The gloves will also help with the fizzy feeling you may get in your hands when you have been riding a long time. I was fine when I was doing my little 2.5 to and from work, once I started going further the padded gloves really helped.


----------



## Felix79 (22 Jun 2016)

Smithbat said:


> The gloves will also help with the fizzy feeling you may get in your hands when you have been riding a long time. I was fine when I was doing my little 2.5 to and from work, once I started going further the padded gloves really helped.



Ty Mrs "SB" , yeah I only got my bike last Thursday and I've not cycled since I was in my early 20's in 2001. All of my family and friends have been really worried that a road bike would cause my back problems to flare up, which has not been the case, but find resting my hands on the hoods of the brake/gear levers is a bit uncomfortable (Also I find the Cannondale saddle is just not comfortable for me either), so I have ordered some really nice padded cycling gloves in bright yellow. 

I would look a bit daft with the bright yellow gloves, as all of the other kit I have is either black or black with some white as I wanted it to match my lovely (new to me) bike I bought. Back in the mid 90's when I was in my mid teens and cycling all over Oxford, I wanted a Cannondale bike with the oversized tubing. I learnt that even if it takes 20 years, it does feel great when you finally are able to achieve getting something you thought would be impossible.

Mrs "SB", I would like to add how much I have enjoyed reading your thread and posts.
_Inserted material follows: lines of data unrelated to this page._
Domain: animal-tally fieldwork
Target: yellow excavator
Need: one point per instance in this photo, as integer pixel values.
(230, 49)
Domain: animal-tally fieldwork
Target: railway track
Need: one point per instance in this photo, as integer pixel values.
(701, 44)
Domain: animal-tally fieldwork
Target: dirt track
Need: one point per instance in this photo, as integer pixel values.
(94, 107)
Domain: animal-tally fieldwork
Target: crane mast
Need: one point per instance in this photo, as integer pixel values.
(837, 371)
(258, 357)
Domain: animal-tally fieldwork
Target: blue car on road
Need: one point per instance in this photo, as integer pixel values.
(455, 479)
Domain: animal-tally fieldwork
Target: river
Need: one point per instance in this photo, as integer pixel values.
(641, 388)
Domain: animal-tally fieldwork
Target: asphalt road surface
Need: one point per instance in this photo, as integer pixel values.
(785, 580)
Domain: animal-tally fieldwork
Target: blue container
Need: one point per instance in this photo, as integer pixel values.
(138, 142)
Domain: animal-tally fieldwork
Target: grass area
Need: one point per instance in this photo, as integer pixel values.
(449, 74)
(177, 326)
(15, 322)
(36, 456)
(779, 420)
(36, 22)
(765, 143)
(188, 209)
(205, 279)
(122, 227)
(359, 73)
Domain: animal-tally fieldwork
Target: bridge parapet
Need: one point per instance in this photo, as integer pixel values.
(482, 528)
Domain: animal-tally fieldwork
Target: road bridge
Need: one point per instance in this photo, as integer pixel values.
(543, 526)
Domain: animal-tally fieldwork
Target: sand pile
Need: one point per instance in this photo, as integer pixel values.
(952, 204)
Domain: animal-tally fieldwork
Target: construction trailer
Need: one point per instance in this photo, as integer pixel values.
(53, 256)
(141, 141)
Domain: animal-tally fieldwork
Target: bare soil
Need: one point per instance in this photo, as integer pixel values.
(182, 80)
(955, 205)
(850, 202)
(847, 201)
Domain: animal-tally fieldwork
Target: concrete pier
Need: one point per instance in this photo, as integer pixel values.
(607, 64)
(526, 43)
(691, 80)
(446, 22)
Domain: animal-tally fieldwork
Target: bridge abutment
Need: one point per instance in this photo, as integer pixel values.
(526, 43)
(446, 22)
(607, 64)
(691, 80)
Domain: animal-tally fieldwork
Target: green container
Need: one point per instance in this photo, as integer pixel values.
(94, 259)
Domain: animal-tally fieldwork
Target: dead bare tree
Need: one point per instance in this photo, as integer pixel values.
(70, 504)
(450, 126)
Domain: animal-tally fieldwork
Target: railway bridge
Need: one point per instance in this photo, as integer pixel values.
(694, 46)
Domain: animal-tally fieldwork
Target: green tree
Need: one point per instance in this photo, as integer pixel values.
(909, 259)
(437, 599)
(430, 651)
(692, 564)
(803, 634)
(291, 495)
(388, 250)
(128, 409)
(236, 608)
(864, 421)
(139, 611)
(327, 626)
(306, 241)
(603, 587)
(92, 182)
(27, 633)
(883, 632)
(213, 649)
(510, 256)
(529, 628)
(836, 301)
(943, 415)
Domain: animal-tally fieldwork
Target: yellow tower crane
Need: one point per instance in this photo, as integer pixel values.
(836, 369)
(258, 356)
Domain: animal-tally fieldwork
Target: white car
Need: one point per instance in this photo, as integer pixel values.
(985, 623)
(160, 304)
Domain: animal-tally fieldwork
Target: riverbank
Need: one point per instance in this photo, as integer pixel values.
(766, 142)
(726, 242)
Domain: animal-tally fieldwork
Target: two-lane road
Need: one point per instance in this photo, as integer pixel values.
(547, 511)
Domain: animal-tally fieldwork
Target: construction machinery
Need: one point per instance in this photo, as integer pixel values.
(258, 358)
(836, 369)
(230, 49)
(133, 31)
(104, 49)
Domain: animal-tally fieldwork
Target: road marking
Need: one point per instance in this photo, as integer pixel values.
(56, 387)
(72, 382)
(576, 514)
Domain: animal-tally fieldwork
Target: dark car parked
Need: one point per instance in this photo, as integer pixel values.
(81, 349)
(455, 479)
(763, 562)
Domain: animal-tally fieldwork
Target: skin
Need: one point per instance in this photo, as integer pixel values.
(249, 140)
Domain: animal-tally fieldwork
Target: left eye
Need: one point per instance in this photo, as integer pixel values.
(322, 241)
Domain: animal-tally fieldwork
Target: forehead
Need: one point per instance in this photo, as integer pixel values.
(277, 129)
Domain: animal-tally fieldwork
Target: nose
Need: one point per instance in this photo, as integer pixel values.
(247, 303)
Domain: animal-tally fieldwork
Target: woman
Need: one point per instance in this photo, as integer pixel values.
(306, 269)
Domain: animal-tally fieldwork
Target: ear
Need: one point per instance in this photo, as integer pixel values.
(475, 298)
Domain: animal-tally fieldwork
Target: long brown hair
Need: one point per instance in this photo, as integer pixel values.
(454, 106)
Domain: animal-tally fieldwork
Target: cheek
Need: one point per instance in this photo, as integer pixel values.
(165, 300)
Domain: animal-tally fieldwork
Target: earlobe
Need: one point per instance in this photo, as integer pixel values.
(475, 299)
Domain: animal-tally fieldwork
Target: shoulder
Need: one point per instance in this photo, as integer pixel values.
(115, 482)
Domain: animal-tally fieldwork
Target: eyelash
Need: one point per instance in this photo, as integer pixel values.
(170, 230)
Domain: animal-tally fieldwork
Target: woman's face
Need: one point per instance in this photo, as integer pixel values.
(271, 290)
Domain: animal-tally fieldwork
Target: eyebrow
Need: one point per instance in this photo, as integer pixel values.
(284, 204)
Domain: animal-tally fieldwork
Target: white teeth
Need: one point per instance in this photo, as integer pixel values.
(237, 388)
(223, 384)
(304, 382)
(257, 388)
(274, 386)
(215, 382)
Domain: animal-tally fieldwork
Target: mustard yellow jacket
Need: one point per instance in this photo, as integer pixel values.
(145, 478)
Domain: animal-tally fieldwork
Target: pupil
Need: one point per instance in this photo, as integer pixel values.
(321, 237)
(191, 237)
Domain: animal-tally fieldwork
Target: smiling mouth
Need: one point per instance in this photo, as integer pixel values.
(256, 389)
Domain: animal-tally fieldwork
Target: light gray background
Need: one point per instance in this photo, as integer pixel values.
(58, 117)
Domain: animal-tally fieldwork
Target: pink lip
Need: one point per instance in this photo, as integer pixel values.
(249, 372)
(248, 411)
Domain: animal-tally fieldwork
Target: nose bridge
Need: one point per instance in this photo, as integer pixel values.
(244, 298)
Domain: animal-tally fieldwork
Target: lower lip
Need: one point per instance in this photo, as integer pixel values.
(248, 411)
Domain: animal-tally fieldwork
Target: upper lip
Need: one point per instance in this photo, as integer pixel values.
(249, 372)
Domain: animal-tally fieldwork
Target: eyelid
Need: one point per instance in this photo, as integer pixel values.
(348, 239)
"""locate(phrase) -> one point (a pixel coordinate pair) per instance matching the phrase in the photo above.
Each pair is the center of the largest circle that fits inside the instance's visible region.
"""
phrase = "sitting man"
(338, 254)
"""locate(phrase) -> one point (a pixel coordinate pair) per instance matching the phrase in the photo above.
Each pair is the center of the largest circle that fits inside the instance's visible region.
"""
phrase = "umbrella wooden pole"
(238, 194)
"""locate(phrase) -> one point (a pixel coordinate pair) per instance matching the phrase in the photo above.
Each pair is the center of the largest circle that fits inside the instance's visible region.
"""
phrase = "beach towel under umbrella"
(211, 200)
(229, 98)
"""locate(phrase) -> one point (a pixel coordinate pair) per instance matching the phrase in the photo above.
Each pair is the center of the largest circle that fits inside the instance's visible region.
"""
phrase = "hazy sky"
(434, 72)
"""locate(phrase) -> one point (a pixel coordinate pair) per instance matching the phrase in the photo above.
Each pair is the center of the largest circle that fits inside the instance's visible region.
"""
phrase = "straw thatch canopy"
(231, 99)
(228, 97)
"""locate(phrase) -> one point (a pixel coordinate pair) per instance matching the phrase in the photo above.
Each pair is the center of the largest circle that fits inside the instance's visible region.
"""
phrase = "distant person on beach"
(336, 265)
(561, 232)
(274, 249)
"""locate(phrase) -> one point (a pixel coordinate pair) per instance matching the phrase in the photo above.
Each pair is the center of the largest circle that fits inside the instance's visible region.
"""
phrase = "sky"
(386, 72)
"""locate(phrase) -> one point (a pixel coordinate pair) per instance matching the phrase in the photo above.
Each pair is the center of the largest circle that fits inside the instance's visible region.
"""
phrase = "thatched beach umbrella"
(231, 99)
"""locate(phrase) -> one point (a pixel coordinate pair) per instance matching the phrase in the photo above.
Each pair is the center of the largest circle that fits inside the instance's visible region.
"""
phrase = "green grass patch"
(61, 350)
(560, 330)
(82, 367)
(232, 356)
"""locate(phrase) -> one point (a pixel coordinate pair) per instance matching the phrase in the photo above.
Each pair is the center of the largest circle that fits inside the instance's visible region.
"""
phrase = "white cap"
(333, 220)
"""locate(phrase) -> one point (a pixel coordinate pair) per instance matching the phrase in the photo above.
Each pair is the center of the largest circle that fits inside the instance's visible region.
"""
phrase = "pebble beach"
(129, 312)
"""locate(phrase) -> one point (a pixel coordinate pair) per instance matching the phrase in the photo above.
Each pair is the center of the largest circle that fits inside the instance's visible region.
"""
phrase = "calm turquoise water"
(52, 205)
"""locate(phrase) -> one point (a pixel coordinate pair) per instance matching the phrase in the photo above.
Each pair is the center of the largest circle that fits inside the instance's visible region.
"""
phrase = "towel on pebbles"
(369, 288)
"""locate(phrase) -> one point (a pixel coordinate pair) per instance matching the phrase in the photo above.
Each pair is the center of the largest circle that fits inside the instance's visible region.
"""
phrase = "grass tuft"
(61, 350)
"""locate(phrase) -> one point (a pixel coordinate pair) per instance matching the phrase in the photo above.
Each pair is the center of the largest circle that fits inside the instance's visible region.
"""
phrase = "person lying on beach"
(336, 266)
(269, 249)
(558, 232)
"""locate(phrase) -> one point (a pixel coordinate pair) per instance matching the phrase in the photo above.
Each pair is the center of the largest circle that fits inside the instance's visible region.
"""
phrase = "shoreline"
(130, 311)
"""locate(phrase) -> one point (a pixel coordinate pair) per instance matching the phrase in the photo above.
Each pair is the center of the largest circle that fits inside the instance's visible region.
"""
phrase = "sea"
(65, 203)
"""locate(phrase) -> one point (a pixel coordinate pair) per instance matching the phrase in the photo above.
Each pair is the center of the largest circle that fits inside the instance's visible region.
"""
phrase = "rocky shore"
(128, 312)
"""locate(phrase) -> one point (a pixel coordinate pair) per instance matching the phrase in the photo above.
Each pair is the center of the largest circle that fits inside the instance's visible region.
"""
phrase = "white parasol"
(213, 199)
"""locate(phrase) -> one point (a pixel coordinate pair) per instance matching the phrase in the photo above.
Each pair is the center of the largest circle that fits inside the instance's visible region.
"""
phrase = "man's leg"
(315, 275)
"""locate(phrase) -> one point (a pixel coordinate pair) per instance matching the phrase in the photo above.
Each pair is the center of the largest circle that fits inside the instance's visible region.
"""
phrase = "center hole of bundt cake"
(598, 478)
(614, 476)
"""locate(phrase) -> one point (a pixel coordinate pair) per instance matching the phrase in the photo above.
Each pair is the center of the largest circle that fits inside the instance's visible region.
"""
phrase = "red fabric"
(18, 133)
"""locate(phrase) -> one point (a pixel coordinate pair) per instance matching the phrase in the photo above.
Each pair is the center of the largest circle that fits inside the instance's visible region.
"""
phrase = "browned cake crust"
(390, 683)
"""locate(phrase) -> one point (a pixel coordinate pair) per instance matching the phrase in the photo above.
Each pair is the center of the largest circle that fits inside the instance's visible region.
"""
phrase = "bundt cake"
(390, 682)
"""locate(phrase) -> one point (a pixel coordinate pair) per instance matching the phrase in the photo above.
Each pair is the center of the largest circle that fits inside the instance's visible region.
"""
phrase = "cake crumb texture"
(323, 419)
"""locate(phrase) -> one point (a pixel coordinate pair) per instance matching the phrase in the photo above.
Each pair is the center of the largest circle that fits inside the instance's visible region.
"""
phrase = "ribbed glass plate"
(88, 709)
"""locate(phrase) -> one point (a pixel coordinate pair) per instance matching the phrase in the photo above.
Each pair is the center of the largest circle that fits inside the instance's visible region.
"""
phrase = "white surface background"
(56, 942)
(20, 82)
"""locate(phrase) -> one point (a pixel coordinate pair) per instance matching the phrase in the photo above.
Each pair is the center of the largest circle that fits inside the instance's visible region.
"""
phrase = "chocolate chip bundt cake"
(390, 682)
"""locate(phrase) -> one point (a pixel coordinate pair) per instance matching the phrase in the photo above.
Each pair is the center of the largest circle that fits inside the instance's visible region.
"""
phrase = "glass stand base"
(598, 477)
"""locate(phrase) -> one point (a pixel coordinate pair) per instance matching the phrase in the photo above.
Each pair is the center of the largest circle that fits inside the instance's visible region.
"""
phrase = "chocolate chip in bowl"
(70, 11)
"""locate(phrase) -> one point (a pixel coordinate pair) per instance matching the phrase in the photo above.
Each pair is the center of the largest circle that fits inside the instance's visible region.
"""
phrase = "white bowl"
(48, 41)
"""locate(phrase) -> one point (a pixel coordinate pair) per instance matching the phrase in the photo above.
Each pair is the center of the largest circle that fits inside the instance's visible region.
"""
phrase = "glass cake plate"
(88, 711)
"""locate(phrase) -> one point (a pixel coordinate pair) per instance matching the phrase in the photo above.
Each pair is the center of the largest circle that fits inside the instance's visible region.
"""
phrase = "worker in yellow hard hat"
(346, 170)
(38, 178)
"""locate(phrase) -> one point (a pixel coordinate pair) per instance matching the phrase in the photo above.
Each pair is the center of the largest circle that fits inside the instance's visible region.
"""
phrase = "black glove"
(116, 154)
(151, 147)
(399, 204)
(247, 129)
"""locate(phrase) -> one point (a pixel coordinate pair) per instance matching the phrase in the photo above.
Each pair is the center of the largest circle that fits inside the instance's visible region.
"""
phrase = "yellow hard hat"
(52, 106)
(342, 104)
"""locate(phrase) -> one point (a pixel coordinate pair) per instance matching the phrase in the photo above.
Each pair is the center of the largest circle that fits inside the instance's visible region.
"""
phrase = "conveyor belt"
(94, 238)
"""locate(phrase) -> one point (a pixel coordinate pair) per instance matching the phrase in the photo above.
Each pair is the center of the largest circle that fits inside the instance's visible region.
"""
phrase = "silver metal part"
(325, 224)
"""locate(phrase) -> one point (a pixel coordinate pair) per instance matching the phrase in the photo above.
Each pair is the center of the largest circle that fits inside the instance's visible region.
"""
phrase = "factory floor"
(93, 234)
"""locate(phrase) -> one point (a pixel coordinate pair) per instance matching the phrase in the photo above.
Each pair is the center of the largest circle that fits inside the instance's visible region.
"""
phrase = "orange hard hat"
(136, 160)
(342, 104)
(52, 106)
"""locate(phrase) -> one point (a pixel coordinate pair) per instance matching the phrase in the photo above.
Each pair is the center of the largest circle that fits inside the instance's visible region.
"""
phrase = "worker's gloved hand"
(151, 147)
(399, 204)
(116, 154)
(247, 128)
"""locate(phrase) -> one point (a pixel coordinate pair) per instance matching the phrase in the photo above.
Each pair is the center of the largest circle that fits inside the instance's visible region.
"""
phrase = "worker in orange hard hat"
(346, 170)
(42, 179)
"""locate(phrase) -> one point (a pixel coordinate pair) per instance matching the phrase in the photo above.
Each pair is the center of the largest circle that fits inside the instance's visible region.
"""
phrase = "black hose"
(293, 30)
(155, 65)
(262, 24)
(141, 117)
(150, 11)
It really has inspired me to press on with getting myself in better shape and helping me with the long term rehab I am doing with regards to a spinal injury. So thank you for sharing and making me realise that it's not as bad as I feared!


----------



## Smithbat (24 Jun 2016)

Still learning......

1) Doing a spin class is horrible for your bum as the saddle on a spin bike is bigger and completely uncomfortable.
2) I can cycle 16 miles (25km) in just over an hour and a half when it is hilly.
3) Aston Abbots Hill is as good as I thought it would be!
4) Going up hill in the very bottom gear is not at all shameful, it is better than pushing.
5) When trying on a jacket in Sports Direct, move the labels or they will scratch your neck


----------



## mybike (28 Jun 2016)

A conclusion I've come to of late, if your bum goes up into the air, keep it there for a little while until the seat comes up to meet it.


----------



## Salty seadog (28 Jun 2016)

mybike said:


> A conclusion I've come to of late, if your bum goes up into the air, keep it there for a little while until the seat comes up to meet it.



Eh..??


----------



## mybike (28 Jun 2016)

Salty seadog said:


> Eh..??



Sorry, I thought that was self explanatory. It's better to take your weight on your feet when the surface you are riding on is casing you to leave the saddle. Coming down when said saddle is rising is not comfortable.


----------



## Salty seadog (28 Jun 2016)

mybike said:


> Sorry, I thought that was self explanatory. It's better to take your weight on your feet when the surface you are riding on is casing you to leave the saddle. Coming down when said saddle is rising is not comfortable.



Not self explanatory, however it is true as anyone whoswho's ever ridden trails can testify to.


----------



## Smithbat (29 Jun 2016)

See you can avoid all of that by staying on nice tarmac roads and paths


----------



## mybike (29 Jun 2016)

Smithbat said:


> See you can avoid all of that by staying on nice tarmac roads and paths



The canal is relatively flat, the roads out of and into town are not and are very busy. It's not like your vale. 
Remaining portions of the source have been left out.